It’s Time To Be An Ally To Black Business

This Black History Month, let’s put our money to work, says author and activist Sophie Williams

Black Owned Business

by Sophie Williams |
Published on

October isBlack History Month in the UK, and this year’s theme is ‘Time for change: action not words’, which, if you ask me, makes a lot of sense. In the past few years, people from non-racially marginalised backgrounds have started to engage with the issues of interpersonal, structural and systemic racism in ways that didn’t seem possible before the Black Lives Matter movement gained momentum and recognition in 2020.

As a result, over the last two years we’ve seen think pieces springing up in every major publication, panel talks being scheduled, and workplace diversity and inclusion surveys landing in our inboxes. While those things might seem like positive change, a lot of it has left me feeling a little nonplussed. Because while we’ve started a conversation, and we’ve seen the potential to make change, what we haven’t seen enough of (at least yet) is real action and commitment to long-term change-making.
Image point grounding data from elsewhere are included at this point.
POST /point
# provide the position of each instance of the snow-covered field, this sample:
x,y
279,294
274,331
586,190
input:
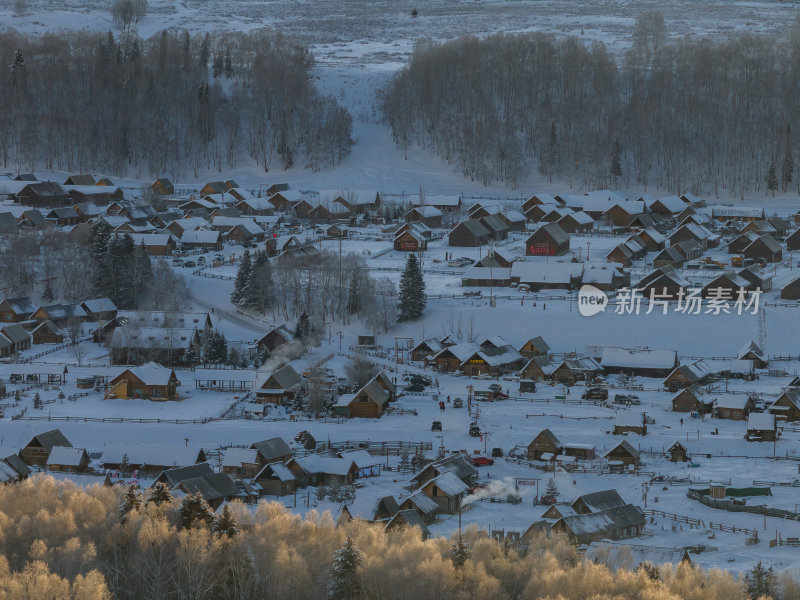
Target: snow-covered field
x,y
358,46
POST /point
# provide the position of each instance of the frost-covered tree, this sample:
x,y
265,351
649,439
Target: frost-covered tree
x,y
159,494
412,291
225,523
772,179
195,512
241,285
133,501
459,552
344,581
760,582
215,347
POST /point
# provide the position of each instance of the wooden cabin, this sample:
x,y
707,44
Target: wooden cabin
x,y
37,450
545,443
623,453
150,381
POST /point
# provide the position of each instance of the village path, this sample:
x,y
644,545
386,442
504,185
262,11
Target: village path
x,y
219,307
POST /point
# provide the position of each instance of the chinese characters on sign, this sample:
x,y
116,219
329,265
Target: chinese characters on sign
x,y
689,301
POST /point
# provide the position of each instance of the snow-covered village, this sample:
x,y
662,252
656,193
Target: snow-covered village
x,y
304,331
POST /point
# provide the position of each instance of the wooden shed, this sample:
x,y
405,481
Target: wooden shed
x,y
544,443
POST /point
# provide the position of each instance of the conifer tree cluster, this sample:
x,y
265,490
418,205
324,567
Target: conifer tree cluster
x,y
121,270
215,347
412,291
254,285
344,583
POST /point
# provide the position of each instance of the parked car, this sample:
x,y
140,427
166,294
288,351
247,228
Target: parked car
x,y
595,394
421,380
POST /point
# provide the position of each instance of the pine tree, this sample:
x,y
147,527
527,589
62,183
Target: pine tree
x,y
772,179
99,239
159,494
412,291
555,153
195,512
228,63
190,357
17,62
215,347
615,162
303,329
285,149
459,553
205,51
405,465
344,583
260,293
241,285
225,524
788,161
354,294
133,501
760,581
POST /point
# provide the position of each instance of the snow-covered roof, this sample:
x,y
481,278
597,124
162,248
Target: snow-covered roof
x,y
601,275
672,203
315,463
502,355
189,223
152,337
649,359
150,454
449,483
65,456
258,203
737,212
424,503
236,457
100,305
362,458
629,419
152,373
151,239
546,272
732,401
427,211
200,236
245,223
499,274
761,422
461,351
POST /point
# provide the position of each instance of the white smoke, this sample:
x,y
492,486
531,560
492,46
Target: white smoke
x,y
495,489
282,355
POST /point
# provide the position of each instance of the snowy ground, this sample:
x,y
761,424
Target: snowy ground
x,y
508,424
358,46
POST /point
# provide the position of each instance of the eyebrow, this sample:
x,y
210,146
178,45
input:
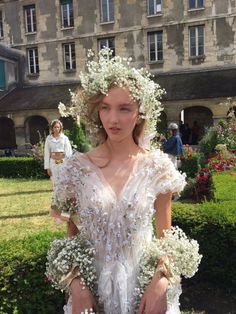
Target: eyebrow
x,y
123,104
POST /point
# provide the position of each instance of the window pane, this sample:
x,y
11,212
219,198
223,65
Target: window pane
x,y
152,56
158,6
1,25
200,50
192,4
193,51
104,16
200,3
200,31
111,10
160,55
151,7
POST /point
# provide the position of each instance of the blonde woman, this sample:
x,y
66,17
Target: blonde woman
x,y
117,188
57,148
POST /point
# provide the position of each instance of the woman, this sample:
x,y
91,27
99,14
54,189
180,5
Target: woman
x,y
173,146
57,147
117,188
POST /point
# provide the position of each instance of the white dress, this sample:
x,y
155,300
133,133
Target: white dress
x,y
53,145
119,226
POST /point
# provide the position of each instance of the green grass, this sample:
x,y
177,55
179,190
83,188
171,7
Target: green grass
x,y
25,204
24,208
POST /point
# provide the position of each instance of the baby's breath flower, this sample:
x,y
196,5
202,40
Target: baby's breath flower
x,y
67,254
108,71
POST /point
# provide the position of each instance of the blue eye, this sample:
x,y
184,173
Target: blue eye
x,y
103,107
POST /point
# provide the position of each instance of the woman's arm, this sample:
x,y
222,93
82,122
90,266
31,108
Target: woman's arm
x,y
46,154
163,213
67,148
154,299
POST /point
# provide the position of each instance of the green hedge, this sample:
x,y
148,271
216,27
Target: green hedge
x,y
214,226
24,288
191,165
21,167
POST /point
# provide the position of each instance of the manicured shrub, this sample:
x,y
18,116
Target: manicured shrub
x,y
20,167
191,165
214,227
78,138
24,288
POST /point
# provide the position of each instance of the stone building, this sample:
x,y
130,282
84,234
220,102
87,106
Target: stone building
x,y
189,46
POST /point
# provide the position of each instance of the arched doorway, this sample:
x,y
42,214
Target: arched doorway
x,y
7,133
36,126
231,111
162,124
196,119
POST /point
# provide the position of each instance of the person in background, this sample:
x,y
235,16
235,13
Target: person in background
x,y
173,146
57,148
108,187
195,133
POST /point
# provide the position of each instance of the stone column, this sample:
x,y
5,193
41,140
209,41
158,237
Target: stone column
x,y
20,135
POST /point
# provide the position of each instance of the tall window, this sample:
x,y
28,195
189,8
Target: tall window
x,y
33,60
67,14
1,25
196,40
69,56
154,7
107,10
107,42
195,4
155,44
30,18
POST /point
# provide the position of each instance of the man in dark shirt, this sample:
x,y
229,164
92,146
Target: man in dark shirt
x,y
173,146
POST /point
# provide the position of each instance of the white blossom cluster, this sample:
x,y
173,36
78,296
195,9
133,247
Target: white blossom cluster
x,y
183,260
68,207
66,254
108,71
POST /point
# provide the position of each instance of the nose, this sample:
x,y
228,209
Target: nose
x,y
113,116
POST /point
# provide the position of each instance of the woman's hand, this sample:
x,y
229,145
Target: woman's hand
x,y
82,298
154,300
49,172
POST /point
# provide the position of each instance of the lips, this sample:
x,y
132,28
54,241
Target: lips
x,y
114,129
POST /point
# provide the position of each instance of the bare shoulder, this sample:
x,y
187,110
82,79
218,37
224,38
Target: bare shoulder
x,y
99,155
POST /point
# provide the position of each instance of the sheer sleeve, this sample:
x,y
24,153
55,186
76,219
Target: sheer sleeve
x,y
166,177
64,198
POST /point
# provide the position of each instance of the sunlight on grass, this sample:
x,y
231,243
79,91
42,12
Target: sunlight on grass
x,y
17,228
24,207
225,185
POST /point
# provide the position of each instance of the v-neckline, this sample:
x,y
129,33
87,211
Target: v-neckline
x,y
106,184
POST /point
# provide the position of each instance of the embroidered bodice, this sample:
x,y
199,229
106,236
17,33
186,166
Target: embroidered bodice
x,y
118,226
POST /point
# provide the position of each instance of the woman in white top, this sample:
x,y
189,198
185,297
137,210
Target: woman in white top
x,y
57,148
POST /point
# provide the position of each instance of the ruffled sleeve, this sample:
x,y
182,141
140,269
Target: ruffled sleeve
x,y
166,177
64,204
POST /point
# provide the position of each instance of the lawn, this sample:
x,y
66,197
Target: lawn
x,y
24,208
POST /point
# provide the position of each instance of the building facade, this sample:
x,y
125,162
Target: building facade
x,y
189,46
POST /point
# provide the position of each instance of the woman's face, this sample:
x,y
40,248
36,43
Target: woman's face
x,y
119,114
56,129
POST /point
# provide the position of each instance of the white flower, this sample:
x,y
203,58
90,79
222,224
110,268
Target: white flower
x,y
183,260
104,73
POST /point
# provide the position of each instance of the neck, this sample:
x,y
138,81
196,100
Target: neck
x,y
122,150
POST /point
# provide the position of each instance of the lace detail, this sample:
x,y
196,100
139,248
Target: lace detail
x,y
118,227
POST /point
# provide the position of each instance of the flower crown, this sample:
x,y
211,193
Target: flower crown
x,y
108,71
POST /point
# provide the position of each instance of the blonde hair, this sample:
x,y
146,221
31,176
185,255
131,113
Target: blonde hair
x,y
53,123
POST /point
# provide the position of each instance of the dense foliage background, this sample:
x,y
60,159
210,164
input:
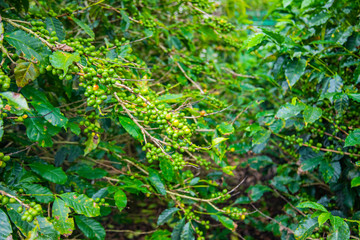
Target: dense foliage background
x,y
194,119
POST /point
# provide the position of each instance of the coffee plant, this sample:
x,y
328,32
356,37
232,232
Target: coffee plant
x,y
162,119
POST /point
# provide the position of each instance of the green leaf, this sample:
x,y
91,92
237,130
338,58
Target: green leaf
x,y
289,110
5,225
353,138
323,217
287,3
91,143
29,45
46,229
40,193
49,172
131,128
254,40
88,172
81,204
166,215
305,229
294,70
155,180
85,27
16,100
187,232
54,25
44,107
218,140
24,226
228,223
25,72
90,227
39,130
225,128
340,229
167,170
63,223
312,205
120,199
355,182
62,60
355,96
311,114
306,3
176,233
257,191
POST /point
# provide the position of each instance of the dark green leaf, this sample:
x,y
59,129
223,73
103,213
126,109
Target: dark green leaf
x,y
81,204
155,180
25,72
5,226
294,70
90,227
60,212
85,27
166,215
120,199
49,172
131,128
29,45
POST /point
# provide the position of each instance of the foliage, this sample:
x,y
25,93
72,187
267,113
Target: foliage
x,y
154,115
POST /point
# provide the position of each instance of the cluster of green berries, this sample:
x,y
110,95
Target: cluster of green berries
x,y
190,215
220,24
30,214
203,162
231,41
4,80
197,69
3,160
236,213
320,234
221,195
101,202
149,24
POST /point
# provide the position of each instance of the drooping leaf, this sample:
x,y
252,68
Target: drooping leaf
x,y
25,72
17,101
120,199
311,114
131,128
225,128
228,223
187,232
5,226
294,70
81,204
166,215
40,102
156,181
54,25
29,45
62,60
353,138
90,227
40,193
49,172
91,143
24,226
257,191
312,205
305,228
63,223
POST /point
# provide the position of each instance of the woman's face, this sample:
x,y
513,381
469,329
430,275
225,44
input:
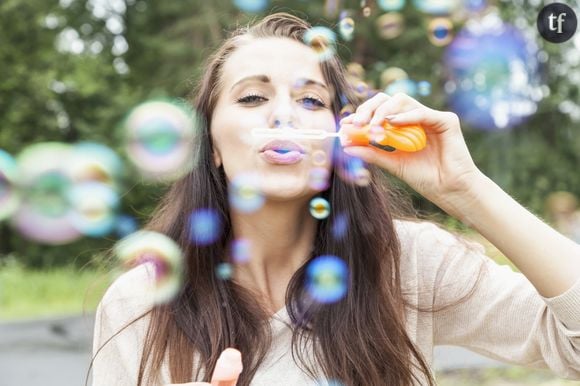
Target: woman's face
x,y
274,83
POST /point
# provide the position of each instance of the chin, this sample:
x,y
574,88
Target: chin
x,y
288,192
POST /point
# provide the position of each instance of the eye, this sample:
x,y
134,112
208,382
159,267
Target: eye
x,y
252,98
312,102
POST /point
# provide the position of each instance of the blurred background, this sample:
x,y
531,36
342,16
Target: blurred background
x,y
77,171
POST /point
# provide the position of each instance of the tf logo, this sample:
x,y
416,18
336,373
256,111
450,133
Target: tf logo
x,y
557,22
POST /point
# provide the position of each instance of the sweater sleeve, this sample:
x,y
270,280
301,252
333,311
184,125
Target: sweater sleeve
x,y
117,341
492,310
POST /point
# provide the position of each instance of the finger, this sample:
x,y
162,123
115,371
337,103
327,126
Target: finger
x,y
397,104
347,119
364,111
228,368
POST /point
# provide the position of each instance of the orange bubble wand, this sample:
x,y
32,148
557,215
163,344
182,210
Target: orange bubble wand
x,y
409,138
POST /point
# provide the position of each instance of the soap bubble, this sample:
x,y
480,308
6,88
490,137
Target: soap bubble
x,y
319,157
9,198
475,5
251,6
322,40
224,271
440,31
241,250
353,170
436,7
94,207
125,225
346,28
319,208
45,181
391,5
95,162
390,25
326,278
245,194
319,178
423,88
405,86
147,247
205,227
493,79
159,139
391,75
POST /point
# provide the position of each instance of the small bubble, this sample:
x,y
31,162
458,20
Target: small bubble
x,y
224,271
326,278
322,40
204,227
245,194
319,208
319,179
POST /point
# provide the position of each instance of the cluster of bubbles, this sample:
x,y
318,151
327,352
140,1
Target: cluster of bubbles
x,y
159,138
493,78
327,278
159,252
55,193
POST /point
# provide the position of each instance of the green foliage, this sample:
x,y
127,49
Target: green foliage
x,y
26,293
50,94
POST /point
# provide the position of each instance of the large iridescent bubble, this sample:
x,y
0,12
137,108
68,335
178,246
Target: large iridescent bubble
x,y
159,139
9,198
164,256
493,79
45,181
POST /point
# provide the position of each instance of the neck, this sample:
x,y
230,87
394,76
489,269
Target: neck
x,y
281,236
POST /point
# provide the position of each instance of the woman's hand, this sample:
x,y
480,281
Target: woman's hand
x,y
443,167
226,373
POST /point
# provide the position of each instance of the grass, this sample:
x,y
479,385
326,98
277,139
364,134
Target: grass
x,y
28,294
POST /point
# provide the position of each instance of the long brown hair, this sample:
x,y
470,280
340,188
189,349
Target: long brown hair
x,y
360,340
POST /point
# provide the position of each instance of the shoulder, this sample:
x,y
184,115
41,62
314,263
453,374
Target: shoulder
x,y
426,239
129,296
431,253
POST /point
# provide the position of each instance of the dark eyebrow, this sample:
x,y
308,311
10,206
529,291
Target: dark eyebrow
x,y
260,78
302,82
309,82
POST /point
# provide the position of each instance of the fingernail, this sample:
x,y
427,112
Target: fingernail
x,y
350,151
Real action – using your voice, using your power, making a stand and actively pushing for things to change for the better – is much harder than filling in a survey, or sitting through a virtual lunch and learn, listening to someone like me giving advice while you eat a sandwich or browse ASOS. It’s bigger than knowing you should do something, but stopping short of figuring out precisely what, and putting a plan into action.

And so, for Black History Month and beyond, I invite you to join me in taking action, and making one change to your day-to-day habits that can have a positive, long-term impact and make some real change in marginalised communities. And that change is supporting and buying from Black-owned businesses. Or as I like to phrase it: being an economic ally.

Operating through Covid during recent years has been hard for all businesses, and we’ve seen behemoths such as Topshop and Debenhams fail. But of the 17,500 high-street storefronts that closed in the UK during the pandemic, small businesses have struggled the most to survive.

It’s not surprising to learn that Black-owned businesses, particularly Black female-owned businesses, are usually 
(due to systemic structural racism) positioned firmly within the ‘small business’ category. In part, this is because when Black-owned businesses are starting out, they are twice as likely to be rejected for the start-up loans that new businesses rely on, stunting their growth potential before they’ve even begun.

For many entrepreneurs who can’t access start-up loans, venture capital backing is an alternative route to funding. In 2018 in America (where most of the available data is from, since much of that collected in the UK looks at either Blackness, or womanness, and an intersectional view is vanishingly hard to find), $85 billion was invested into businesses by venture capitalists. Of that, only 2.2% went to female founders, and less than 1% went to female founders ‘of colour’ (a tiny percentage that shrinks even further when we look at high-profit industries, like tech).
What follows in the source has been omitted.